After my lunch, I drove straight to Glos, not far from Lisieux, to meet Cyril Zangs at his home. Guess what kind of structure it was? We spoke for a few minutes in his kitchen, and then M. Zangs showed me how the rooms were laid out. The buildings are the width of one room, so the houses are segmented—kitchen, living room, bedroom, and so on, rooms adjacent to one another running in a line.
We drove to his cidery in a nearby town, and—guess what kind of building that was? He brushed off my amazement—these old buildings are a dime a dozen, he said, and he was able to rent this cheaply. His cidery was an elegant one with a brick foundation and scalloped roof, and it was surrounded by wood-fenced fields, which were themselves dotted with old farmhouses of a similar vintage.
The features particular to Normandy didn’t stop there. His press was parked out front. “Parked” because it was of a mobile design typical of the region. Every farmer may have made cider and Calvados, but they didn’t all own their own presses. Instead, each fall, an owner of the press would drive around, farm to farm, offering his services—this was the practice for generations.
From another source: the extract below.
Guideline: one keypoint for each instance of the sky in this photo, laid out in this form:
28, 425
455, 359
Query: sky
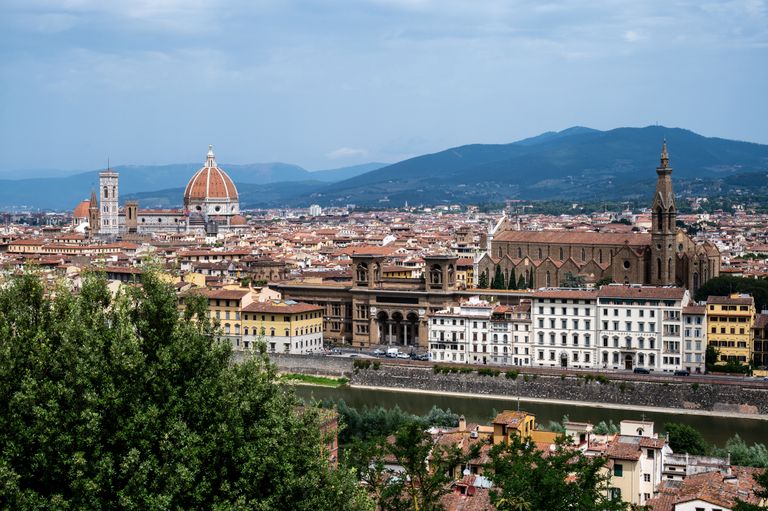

Neither did most of them own their own stills. I would see a related contraption the next day in Coudray-Rabut at the Drouin cidery, but instead of a press, it was an old wheeled still that farmers would have used to turn a portion of their cider into Calvados.
It’s not wrong to think of Normandy as cider country, but it’s incomplete. Normandy has an apple ecosystem that begins with cider but continues on to Calvados and pommeau, an aged blend of Calvados and apple juice. Guillaume Drouin, a third generation cider maker at the Christian Drouin distillery, speculates that just a few decades ago there were tens of thousands of farmhouse producers. “Calvados was really a farm product. Every farmer was making his own Calvados even fifty years ago.” The farmers harvested their apples and made cider and later distilled it. Until very recently, in every pressoir in the department, farmers had stocks of fresh cider and barrels of aging Calvados. The farmers didn’t think of themselves as cider makers or distillers, they were farmers, and cider and Calvados were just part of their produce.
Once I left the Zangs cidery and was driving the roads through lush farmland, I started to think about all the half-timbered buildings I could see. How many of them had once been put to the service of the orchards? Apples and their assorted nectars are so central to this region, I almost wondered if it didn’t ooze from the earth.